I’ve heard and read accounts by artists and designers who tell of knowing before they even put brush to canvas or pencil to paper exactly what the result of their efforts will look like. Colleagues in design studios would say similar things. Architects who completely understand every detail of construction and every nuance of the spaces that they create, before they see them built. Painters who plan their major works and have a clear picture in their minds of what they will create. For the longest time, I felt like my arrival as an artist and designer would only occur when I too could have such inner vision at my command. And I’ve felt embarrassed, insecure, jealous and inferior because it never happened for me. At 55, I’m pretty sure it won't. But I've stopped wanting it.

 Tina's old cello case sitting in the front entry hall.

Nothing is revealed to me until the moment of creation. Pacing around my studio, lighting another pipeful of tobacco, drinking another cup of coffee, I’m really just gathering up the nerve to begin. To commit to some unknown goal and to risk the crushing disappointment of not finding my way there, to take the leap of faith that just never seems to get any easier. Sometimes I fight anxiety all the way through a drawing or design exercise, my whole body tense, my stomach muscles knotted, barely able to appreciate the experience. But, more often than not after years of doing it this way, something good happens. And sometimes I even get to enjoy the process as is unfolds, moment by moment. As for knowing what’s going to happen, no thank you. I can wait.

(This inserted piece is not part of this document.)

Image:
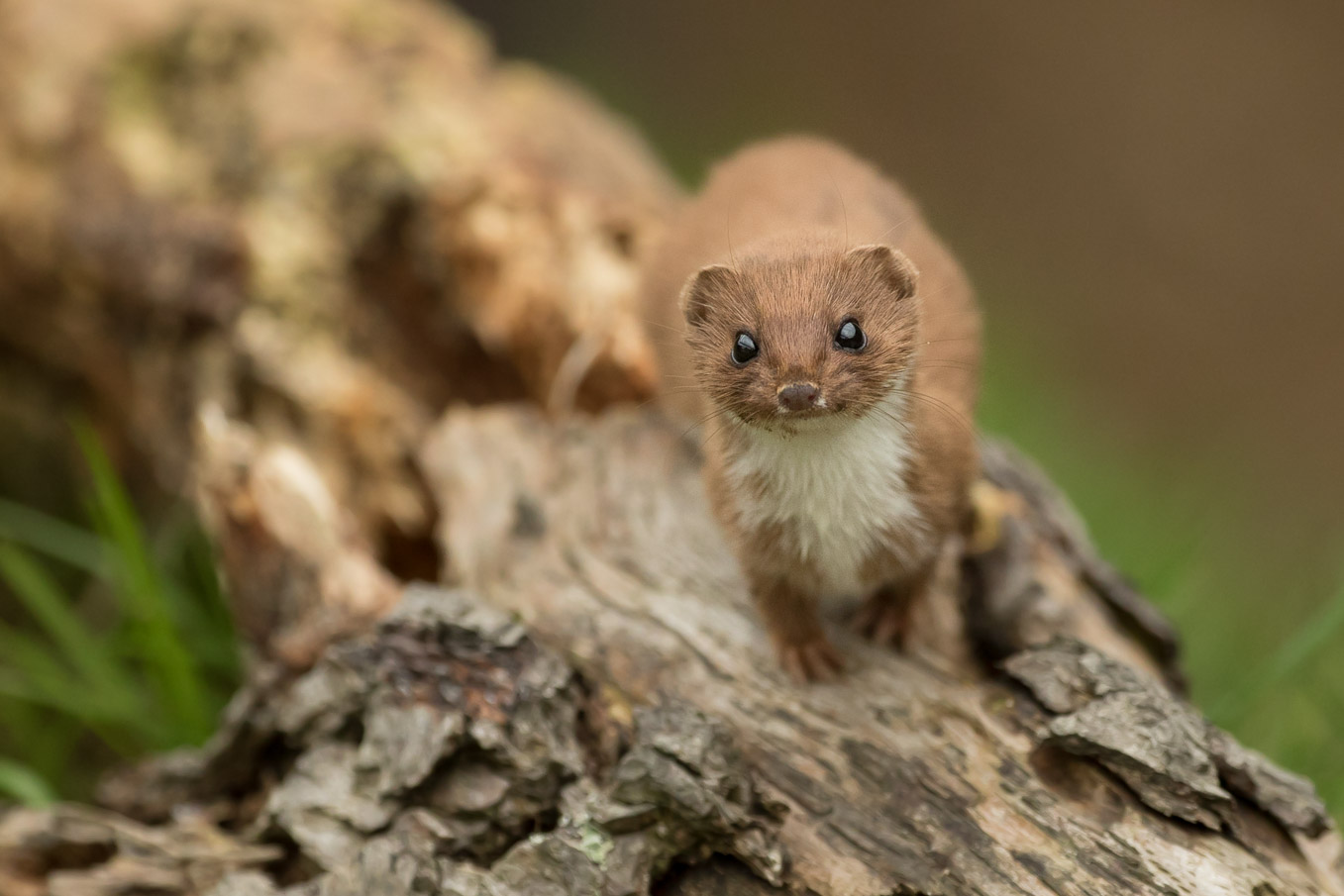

The studio worktable waiting for the week to begin.

Saturday
Oct222011

Childhood reinspired by children

Most of the drawings that I've posted on this blog were done from life, but sometimes I draw purely from my imagination. I mean, besides the drawing that I do when I'm designing furniture. This one happened one evening around this time of the year several years ago, when my children were still in elementary school, and when they still thought it was fun to sit around the coffee table in our living room doing drawings with their dad. I was really just doodling and not thinking about drawing anything in particular, but I had streamline era car grilles on the brain, as old cars were an obsession of mine. Somehow, a doodle of a 30s automobile grille started me thinking about spaceships, but at the same time memories of my childhood fascination with fireflies got triggered. These guys just kind of happened. I wish that I had the skill and software to translate them into full animations. It would be good for me to get back to this kind of fanciful play again. It is one of the many things that I am grateful to my children for.